Kevin's Security Scrapbook: Audio Adversarial Examples: Targeted Attacks on Speech-to-Text

Thursday, May 3, 2018

Audio Adversarial Examples: Targeted Attacks on Speech-to-Text

We construct targeted audio adversarial examples on automatic speech recognition.

Given any audio waveform, we can produce another that is over 99.9% similar, but transcribes as any phrase we choose (recognizing up to 50 characters per second of audio).

We apply our white-box iterative optimization-based attack to Mozilla’s implementation DeepSpeech end-to-end, and show it has a 100% success rate.

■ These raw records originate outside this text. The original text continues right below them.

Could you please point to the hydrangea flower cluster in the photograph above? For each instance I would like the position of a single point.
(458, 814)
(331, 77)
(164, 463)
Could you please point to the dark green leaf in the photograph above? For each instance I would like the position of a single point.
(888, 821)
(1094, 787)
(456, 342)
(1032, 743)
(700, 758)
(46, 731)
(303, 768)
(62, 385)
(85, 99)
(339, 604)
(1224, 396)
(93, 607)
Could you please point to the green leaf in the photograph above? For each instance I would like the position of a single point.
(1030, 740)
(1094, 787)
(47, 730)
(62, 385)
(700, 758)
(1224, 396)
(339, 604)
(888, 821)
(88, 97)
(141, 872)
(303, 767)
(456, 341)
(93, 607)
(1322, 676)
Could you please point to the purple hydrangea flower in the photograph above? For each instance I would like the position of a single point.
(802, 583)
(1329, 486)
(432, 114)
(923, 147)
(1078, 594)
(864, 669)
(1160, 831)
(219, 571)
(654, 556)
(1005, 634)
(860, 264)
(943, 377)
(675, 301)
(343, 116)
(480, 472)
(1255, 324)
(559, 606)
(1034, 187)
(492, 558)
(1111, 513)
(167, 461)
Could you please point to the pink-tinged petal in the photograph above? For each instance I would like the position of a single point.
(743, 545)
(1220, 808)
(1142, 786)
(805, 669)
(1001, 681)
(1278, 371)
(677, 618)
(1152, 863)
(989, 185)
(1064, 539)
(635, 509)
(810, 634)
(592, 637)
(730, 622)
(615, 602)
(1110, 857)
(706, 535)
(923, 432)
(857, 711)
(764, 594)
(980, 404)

The feasibility of this attack introduces a new domain to study adversarial examples. more audio examples

From one of our Blue Blaze irregulars... "Audio Adversarialism is the practice of fooling voice-to-text and voice recognition systems by effectively embedding ‘hidden’ commands in audio files which are inaudible to human ears but which are picked up by speakers and mean, in theory, that we might hear the telly saying “Should have gone to Specsavers!” where instead our Amazon Echo is in fact hearing “Alexa, lock all the doors, turn on the gas and start sparking all the bogs in 00:59, 00:58…”. This is...not scary at all, oh no. Hi Siri! Hi Alexa!"